Perhaps it was just an aural illusion after a year on racecourses with no one there, but it felt as if 12,000 daily spectators at Royal Ascot last week made as much noise as two or three times as many. The return of a five-figure crowd at a racecourse for the first time since March 2020 was an immensely positive and uplifting experience for all concerned, ensuring this was a week that even the weather could not spoil – despite its very best efforts on Friday morning, when a first abandonment at the Royal meeting since 1964 could be backed at 2-5 on Betfair.
It was still drizzling as the last of the spectators drifted away on Saturday evening, but even in the gathering gloom it was possible to sense a much brighter and happier future, both for racing as a whole and also for the Flat’s showpiece event. Most immediately, the final day of Royal Ascot 2022 will form part of the celebrations for the Queen’s 70 years on the throne, with a renamed Platinum Jubilee Stakes being run in front of 75,000 spectators. Her very own King’s Lynn, perhaps, could set off as favourite, having run so well in both the King’s Stand Stakes and the Wokingham.
There were also glimpses last week of how Royal Ascot might look and feel a fair bit further into the future. In 2031, perhaps, in a post-Frankie Dettori era in which a 35-year-old Oisin Murphy remains the man to beat in the race to be the top rider at the meeting, a decade on from his debut success.
Murphy’s was only the fourth different name on the top-jockey prize since 2007, and he was the first rider to enjoy a debut success since Ryan Moore 2010. His five winners underlined a definite sense at Ascot all week that a younger generation is slowly but firmly starting to push past its elders, as no fewer than eight jockeys registered a first success at the Royal meeting.
In the case of riders such as Cieren Fallon and Marco Ghiani – the current leader in this year’s apprentice championship – it is highly likely that their wins on Oxted (King’s Stand Stakes) and Real World (Royal Hunt Cup) will be the first of many, while in the training ranks too there were several breakthrough moments.
Behind John and Thady Gosden, the first partnership to win the top trainer prize, David Menuisier, Johnny Murtagh and David Loughnane were among the trainers who saddled their first Royal winner. They admittedly have a long way to go to catch Sir Michael Stoute, however, as the 75-year-old all-time record holder for winners at the meeting sent out his 82nd, as Dream Of Dreams finally landed the Diamond Jubilee, while Aidan O’Brien, who had an unusually low return of just two winners, moved to 76.

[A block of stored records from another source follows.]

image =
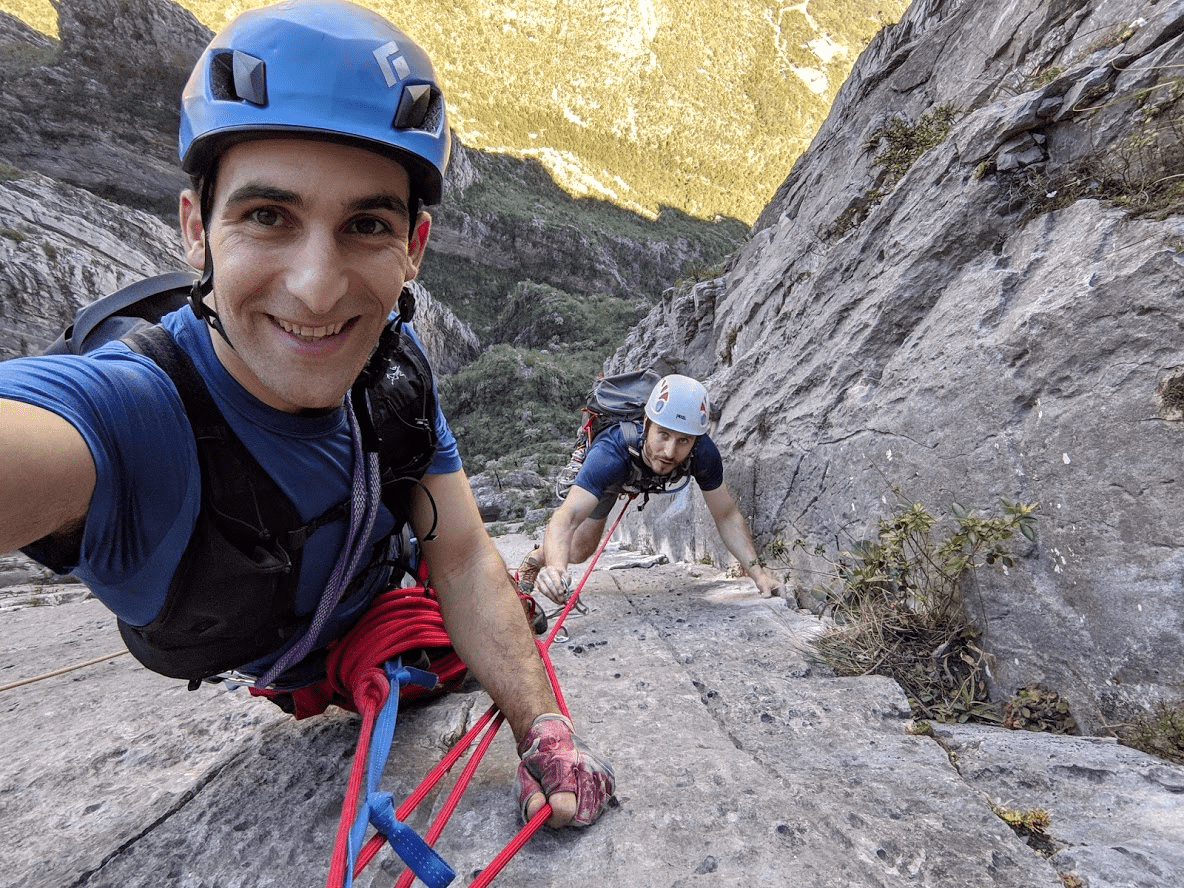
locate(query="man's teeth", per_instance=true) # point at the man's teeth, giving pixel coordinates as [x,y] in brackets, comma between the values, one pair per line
[310,334]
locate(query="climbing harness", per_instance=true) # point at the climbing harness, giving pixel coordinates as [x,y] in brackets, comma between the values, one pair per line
[386,635]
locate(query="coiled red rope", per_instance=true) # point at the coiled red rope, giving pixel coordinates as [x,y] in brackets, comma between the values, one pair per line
[399,622]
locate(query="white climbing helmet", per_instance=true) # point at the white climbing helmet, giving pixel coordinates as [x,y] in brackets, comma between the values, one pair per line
[680,404]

One of O’Brien’s winners, though, was Love, whose successful return to action in the Prince of Wales’s Stakes was one of the highlights of the week and put her firmly on course for the Prix de l’Arc de Triomphe in October. A likely opponent there is Menuisier’s Wonderful Tonight, whose win against male horses in the Hardwicke Stakes on Saturday was the “breakthrough” moment of the meeting and the latest sign that her trainer is very much on the rise.
This was also a Royal meeting, of course, where the Queen herself was largely absent, making her only trip to the course – her first since 2019 – on Saturday.
It is impossible to even start to calculate the benefit, in terms of its standing and public profile, that the sport has enjoyed over nearly seven decades thanks to her lifelong passion for racing and breeding. And even the staunchest republican would probably concede that it did not feel quite the same without her on the first four days last week.
But all the other familiar formalities and traditions, from the races themselves and the outfits to the post-race sing-song at the bandstand, meant it still felt like a uniquely historic and grand sporting occasion.
It still felt like Royal Ascot, in other words, and if, as seems inevitable, future generations of the House of Windsor do not share the current monarch’s fervent interest in the turf, there will surely still be more than enough about this remarkable event to guarantee its continued success and popularity.
Five-day Festival looks a non-runner for now
Jockey Club Racecourses, the owner of Cheltenham, has played down a suggestion that it is giving serious consideration to adding a fifth day to its Festival meeting from 2023.
A report on Monday morning claimed that the 2023 renewal could be a five-day event, running from Tuesday to Saturday with six races each day and with the Gold Cup remaining in its current slot on Friday.
However, while sticking to an official line that JCR “will always explore every option to improve the Festival and support British racing”, off-the-record comments on Monday afternoon suggest that a fifth day at the Festival is no more likely now than it was this time last week.
In essence, JCR has yet to be convinced that the financial case for a fifth day is anywhere near as compelling as it was for Royal Ascot nearly 20 years ago. Corporate hospitality business, for instance, drops significantly at weekends, and while Ascot can offset by attracting a 75,000 sell-out for its final day, it is less than an hour from London by train. A Saturday fixture could also face competition from Premier League football and the Six Nations’ Rugby championship for both its live and TV audience.